The numbers, which translate to an average of 20 people per day, are a significant increase on previous years despite recent moves to stop so many people from being sent to prison for the offence, which is considered relatively minor.
There has been a growing consensus that jailing people for shorts periods of time – often just hours – for not paying a fine is an ineffective way to deal with the issue and a major waste of resources.
The cost of sending so many people to jail has been estimated to be at least €2 million per year.
The Government has announced plans for a radical overhaul of the system which will allow people to pay fines in instalments spaced over a year. However the new system requires a major overhaul of the IT system in the courts service and is estimated to cost €400,000.
The Irish Penal Reform Trust said the practice of imprisoning people for defaulting on fines was “wasteful” and made “no sense”.
Jane Mulcahy of the IPRT pointed out that 85 per cent of people who are sentenced for the offence return to prison within four years.
- The total number of people jailed for non-payment of fines:
- 2012: 7,467
- 2011: 6,727
- 2010: 5,995
- 2009: 4,350
A spokesperson for the IPRT told TheJournal.ie:
Imprisonment for fine default not only causes great distress to the defaulter, but also costs the State considerable resources not only in terms of arresting, transporting and imprisoning the defaulter, as well as the lost revenue of the fine itself where it is mitigated or “purged” by a term of imprisonment, however brief.

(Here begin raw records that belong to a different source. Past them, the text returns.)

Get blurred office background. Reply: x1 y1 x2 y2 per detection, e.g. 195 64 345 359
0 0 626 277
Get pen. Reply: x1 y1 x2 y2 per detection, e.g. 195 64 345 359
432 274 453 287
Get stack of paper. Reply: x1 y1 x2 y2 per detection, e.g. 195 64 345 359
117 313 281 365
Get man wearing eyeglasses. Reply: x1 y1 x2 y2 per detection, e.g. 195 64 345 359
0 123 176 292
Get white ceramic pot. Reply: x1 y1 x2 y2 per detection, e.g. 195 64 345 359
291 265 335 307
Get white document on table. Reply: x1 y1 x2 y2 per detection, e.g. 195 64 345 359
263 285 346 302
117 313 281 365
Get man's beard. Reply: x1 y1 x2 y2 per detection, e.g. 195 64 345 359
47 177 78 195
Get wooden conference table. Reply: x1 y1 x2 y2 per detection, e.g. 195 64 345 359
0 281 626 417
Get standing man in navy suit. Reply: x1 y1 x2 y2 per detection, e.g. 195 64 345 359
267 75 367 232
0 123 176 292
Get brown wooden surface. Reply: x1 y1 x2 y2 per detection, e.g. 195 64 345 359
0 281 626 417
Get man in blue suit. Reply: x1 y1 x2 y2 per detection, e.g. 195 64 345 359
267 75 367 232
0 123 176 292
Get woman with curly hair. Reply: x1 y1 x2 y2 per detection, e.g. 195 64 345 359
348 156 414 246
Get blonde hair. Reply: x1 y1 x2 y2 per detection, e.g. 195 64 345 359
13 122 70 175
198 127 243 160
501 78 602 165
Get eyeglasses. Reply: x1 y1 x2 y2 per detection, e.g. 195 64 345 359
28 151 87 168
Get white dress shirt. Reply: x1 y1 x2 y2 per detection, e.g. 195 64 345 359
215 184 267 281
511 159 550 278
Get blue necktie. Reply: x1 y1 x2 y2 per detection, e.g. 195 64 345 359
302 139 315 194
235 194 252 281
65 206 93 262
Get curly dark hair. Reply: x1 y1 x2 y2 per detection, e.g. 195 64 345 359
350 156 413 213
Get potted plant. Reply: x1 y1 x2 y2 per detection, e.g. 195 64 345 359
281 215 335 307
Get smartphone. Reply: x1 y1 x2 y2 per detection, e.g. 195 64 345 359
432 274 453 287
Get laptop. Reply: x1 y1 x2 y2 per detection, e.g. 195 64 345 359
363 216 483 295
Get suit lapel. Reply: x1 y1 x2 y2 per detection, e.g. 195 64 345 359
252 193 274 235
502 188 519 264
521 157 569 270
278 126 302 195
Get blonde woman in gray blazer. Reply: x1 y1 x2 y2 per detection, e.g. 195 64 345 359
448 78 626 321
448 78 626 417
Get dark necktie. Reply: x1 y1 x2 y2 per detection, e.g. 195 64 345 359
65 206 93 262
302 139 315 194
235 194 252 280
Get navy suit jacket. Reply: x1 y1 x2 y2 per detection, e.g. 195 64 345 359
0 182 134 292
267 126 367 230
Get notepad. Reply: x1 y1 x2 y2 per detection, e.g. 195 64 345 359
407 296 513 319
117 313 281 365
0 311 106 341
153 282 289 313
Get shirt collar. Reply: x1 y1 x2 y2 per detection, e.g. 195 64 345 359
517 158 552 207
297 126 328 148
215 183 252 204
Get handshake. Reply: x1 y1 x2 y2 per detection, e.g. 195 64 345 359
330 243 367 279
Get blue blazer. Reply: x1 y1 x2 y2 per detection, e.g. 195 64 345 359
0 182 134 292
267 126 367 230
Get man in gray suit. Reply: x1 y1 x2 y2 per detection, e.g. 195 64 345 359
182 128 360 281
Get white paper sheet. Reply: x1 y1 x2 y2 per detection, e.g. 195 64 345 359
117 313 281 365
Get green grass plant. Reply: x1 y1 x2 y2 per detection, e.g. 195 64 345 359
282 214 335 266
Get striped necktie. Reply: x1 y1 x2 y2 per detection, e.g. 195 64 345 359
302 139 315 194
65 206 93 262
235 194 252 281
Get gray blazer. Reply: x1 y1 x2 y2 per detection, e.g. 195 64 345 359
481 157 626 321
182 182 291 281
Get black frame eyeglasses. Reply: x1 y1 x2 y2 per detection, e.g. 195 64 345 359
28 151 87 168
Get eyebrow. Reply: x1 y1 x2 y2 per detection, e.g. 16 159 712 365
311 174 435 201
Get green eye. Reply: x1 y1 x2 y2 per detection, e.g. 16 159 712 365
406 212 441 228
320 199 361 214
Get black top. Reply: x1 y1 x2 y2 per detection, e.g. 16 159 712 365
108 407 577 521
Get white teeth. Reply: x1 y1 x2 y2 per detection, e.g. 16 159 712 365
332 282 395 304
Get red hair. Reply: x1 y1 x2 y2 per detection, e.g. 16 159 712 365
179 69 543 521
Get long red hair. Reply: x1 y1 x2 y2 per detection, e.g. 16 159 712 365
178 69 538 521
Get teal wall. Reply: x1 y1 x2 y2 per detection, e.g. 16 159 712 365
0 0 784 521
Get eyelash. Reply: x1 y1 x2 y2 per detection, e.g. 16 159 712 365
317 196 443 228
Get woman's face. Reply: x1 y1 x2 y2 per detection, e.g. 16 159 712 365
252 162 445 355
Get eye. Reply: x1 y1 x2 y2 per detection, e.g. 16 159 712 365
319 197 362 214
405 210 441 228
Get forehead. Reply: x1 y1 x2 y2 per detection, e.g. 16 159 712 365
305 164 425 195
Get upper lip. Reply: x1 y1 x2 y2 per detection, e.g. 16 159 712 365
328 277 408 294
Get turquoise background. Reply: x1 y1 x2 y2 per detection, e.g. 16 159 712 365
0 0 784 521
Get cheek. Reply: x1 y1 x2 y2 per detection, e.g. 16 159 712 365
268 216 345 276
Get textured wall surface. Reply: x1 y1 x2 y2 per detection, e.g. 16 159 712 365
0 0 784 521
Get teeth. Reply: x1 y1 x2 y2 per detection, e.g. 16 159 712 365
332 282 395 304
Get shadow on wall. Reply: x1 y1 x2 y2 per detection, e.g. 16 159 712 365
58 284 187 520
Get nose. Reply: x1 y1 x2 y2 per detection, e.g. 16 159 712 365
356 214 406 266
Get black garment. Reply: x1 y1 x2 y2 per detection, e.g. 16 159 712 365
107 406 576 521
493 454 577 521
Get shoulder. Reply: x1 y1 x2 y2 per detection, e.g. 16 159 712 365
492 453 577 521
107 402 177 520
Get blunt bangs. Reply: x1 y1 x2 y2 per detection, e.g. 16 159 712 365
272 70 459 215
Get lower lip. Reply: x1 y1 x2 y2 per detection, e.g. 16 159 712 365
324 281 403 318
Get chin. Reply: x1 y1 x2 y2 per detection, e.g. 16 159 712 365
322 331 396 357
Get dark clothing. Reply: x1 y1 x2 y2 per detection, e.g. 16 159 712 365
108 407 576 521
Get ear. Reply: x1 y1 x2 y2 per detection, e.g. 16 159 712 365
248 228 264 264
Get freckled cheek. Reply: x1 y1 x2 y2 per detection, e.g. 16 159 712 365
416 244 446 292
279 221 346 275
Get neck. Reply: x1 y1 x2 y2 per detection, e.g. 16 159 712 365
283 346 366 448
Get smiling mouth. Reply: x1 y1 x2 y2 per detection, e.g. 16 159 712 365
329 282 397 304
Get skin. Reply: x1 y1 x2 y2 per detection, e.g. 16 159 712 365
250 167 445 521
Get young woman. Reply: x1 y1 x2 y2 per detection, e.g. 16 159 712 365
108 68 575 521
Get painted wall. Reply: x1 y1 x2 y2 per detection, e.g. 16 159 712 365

Dramatic increase in recent years
Justice Minister Alan Shatter released the numbers in response to a question from Dublin West TD Patrick Nulty this week.
The Minister told the Dáil that the number of people in jail at any one time for not paying fines is a tiny percentage of the overall prisoner population.
However the figures have been growing dramatically in recent years; just 2,520 people were jailed in 2008 for not paying fines, one third of the number sent to jail for the offence last year.
A spokesperson for the Department of Justice said the Fines (Amendment) Bill should be published before the summer and is likely to be enacted by the end of the year.